[Samba] Any danger in having two shares with same name?
Hamish
lists at subvs.co.uk
Thu Jan 27 10:27:41 GMT 2005
AndyLiebman at aol.com wrote:
> Hi,
>
> Don't ask why I'm posing this question -- actually, I WILL explain below --
> but is there any danger in having two shares in Samba with the same name?
>
> Here's our situation. We have a bunch of production machines out in the
> field. On those machines, we are constantly setting up "special project shares" for
> each user (different from the user's Home directory) that refer to private
> directories only accessible by that user. We define those "special project
> shares" in a series of "smb.username.conf" files, where we also define which of
> hundreds of other shares are accessible to that user particular user. The whole
> process of setting up shares is highly automated from the point of view of the
> end user.
>
> By the way, we reference those "smb.username.conf" files in the general
> smb.conf file with the statement:
>
> include = smb.%U.conf
>
> ... so each user sees all the shares listed in their own "smb.username.conf"

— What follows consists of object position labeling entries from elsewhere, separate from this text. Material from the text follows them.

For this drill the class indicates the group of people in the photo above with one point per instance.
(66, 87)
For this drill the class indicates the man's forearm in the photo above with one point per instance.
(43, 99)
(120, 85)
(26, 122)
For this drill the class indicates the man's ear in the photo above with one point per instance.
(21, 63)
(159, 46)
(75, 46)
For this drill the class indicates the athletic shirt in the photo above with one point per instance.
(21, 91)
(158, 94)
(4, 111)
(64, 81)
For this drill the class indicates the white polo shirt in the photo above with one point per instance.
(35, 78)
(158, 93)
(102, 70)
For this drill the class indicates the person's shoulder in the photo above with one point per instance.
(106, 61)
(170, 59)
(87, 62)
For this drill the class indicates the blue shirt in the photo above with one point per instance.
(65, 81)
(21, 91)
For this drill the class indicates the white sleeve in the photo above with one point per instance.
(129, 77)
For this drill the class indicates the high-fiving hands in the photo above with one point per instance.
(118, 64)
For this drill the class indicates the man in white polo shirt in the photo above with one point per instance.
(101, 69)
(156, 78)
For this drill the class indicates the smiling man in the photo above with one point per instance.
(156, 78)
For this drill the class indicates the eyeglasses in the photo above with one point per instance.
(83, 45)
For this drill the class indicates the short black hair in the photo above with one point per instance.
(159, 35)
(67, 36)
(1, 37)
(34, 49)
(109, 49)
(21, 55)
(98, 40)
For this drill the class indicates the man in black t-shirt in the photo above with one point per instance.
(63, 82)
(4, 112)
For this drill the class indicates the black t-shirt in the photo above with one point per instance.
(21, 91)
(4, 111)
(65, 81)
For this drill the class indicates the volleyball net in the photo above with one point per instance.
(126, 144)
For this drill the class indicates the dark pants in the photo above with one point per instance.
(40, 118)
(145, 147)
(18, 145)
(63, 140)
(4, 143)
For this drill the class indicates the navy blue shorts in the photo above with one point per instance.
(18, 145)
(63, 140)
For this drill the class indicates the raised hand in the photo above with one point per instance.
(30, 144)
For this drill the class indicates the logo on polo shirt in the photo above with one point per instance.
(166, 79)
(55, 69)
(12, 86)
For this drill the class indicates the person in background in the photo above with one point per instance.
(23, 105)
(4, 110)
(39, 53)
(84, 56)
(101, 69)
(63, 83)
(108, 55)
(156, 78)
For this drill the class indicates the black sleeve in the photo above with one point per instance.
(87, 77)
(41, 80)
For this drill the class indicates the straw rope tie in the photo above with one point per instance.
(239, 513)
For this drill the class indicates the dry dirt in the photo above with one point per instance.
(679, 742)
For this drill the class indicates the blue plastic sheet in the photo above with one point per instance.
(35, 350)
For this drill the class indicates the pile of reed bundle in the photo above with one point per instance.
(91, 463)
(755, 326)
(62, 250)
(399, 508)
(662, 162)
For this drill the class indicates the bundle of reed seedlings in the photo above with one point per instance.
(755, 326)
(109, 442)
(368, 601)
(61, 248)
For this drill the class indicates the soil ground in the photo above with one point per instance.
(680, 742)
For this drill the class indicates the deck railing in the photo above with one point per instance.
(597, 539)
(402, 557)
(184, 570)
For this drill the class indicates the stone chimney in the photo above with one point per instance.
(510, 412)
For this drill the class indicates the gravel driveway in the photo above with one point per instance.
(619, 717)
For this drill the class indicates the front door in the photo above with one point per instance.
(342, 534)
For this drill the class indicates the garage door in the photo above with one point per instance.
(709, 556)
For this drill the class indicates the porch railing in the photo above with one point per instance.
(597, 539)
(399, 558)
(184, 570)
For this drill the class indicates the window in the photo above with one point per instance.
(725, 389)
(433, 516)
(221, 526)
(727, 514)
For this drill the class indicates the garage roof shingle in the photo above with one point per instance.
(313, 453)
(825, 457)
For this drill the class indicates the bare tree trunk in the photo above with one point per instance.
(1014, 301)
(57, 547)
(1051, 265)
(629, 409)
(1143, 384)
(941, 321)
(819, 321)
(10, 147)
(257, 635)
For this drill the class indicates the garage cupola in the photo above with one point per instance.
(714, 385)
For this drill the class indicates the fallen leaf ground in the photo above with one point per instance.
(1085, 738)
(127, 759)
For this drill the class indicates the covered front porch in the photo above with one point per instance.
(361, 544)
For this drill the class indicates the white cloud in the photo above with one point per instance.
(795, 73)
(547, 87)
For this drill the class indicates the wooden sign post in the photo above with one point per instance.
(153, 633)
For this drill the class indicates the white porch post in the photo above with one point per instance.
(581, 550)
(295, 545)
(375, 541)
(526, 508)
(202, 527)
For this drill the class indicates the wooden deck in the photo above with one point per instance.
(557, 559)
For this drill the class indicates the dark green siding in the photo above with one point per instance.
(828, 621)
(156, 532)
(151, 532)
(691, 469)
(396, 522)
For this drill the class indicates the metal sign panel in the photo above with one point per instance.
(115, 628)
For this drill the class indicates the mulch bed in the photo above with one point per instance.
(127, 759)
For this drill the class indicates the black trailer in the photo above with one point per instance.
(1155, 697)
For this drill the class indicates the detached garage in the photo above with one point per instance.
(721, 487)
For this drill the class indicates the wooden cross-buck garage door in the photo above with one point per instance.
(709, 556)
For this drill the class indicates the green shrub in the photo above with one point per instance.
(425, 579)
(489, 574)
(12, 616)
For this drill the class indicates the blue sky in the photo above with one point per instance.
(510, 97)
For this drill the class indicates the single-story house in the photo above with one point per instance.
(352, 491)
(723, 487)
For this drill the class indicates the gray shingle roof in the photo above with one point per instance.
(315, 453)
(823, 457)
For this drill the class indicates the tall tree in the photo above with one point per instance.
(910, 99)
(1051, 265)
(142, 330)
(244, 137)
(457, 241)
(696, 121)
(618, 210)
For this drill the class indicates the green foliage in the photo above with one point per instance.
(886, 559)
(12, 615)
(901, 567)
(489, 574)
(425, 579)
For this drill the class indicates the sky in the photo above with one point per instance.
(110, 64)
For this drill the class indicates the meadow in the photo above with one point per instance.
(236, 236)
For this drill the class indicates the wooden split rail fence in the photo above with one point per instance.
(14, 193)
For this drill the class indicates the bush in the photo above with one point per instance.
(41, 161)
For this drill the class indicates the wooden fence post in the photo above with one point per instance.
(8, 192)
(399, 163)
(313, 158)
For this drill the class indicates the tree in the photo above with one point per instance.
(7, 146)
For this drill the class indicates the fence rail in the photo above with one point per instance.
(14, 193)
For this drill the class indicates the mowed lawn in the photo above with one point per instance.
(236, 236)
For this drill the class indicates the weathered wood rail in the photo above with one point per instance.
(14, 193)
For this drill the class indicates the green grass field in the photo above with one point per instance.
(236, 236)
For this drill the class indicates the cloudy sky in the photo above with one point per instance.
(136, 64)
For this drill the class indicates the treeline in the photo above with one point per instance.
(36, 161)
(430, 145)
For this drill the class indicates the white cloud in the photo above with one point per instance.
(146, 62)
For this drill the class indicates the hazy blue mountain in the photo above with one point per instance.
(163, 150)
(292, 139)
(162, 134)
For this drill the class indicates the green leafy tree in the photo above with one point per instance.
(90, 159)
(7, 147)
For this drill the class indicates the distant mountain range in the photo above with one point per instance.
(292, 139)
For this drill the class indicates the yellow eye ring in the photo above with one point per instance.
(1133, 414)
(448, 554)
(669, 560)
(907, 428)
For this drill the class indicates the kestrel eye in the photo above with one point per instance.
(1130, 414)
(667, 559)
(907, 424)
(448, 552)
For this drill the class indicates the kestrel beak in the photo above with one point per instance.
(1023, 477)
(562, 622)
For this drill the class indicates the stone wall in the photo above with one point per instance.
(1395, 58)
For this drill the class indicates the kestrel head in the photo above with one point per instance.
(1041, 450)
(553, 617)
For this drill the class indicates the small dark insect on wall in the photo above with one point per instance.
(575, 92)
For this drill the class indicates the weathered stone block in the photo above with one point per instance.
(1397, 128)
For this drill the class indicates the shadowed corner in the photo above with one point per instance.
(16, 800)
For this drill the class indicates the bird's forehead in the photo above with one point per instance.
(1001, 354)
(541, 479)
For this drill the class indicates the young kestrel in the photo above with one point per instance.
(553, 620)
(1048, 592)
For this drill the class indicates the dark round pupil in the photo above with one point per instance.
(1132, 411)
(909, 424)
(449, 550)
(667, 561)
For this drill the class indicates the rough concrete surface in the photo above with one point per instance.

> file as well as all the browseable shares listed in the general "smb.conf"
> file.
>
> This arrangement was working perfectly, until we were asked to turn some of
> the systems into Primary Domain Controllers and give hundreds of users roaming
> profiles. Our users now want the "special project share" for each user to be
> automatically mapped as the "P Drive" in Windows whenever a user logs on to a
> client system.
>
> However, we have found that Windows won't process any shares listed in the
> "smb.username.conf" directories while it executes the logon.bat script during
> log on. We know the logon.bat file IS being executed -- it syncs the client time
> with the server time, and it maps any shares we specify in the general
> smb.conf file. But it won't map any shares defined in those smb.username.conf files.
>
> Curiously, if we run the logon.bat file again about 10 seconds after log on
> has completed, it will map the shares listed in the smb.username.conf file!.
>
> As a workaround, we decided to take an alternate approach to defining the
> "special project shares". For each of the "special project shares" (that all
> users have) we put a listing in the general smb.conf file as follows:
>
> [Special Project Share A]
> Comment = Special Folder A
> path = /home/theboss/%U/Special Folder A
> read only = No
> write list = %U
> guest ok = Yes
> create mask = 0775
> directory mask = 0775
>
>
> So now, we have two listings for "Special Project Share A" -- one in the
> user's smb.username.conf file, and one in the general smb.conf file.
>
> The question is, is there any danger of Samba or the Windows workstations
> getting confused? Each of these duplicate shares has the SAME NAME, and refers to
> the EXACT SAME DIRECTORY on the Linux box. And has the same access and
> read/write settings. It's probably the same as if you accidentally created the same
> share twice in your smb.conf file.
>
> I would love to hear from a knowledgeable authority on this.
>
> The best solution, of course, would be to stop defining the "Special Project
> Shares" in the user's "smb.username.conf" files. However, we would have to
> make many changes in the underlying program that is creating these shares and for
> the next few months it's not practical to update the programs on so many
> individual user's machines. It's much more practical to simply send out a new
> smb.conf file to every user.
I dont mean to be nosy, but why would every user need a copy of
smb.conf? Do they also run their own samba servers? It sounds like a
very interesting setup you have - what is the program that makes your
shares? Does it rewrite your smb.conf? Could you not just remove the
line "include = smb.%U.conf"? That way they would still get the project
share, and it would not matter about the customised smb.user.conf file.
PS I dont think duplicate entries in smb.conf will hurt. I just
discovered a duplicate in one of our include confs, and it was not
giving any errors. (include = %L.conf - for different netbios names) It
seems that the "last read" one is the one that is used.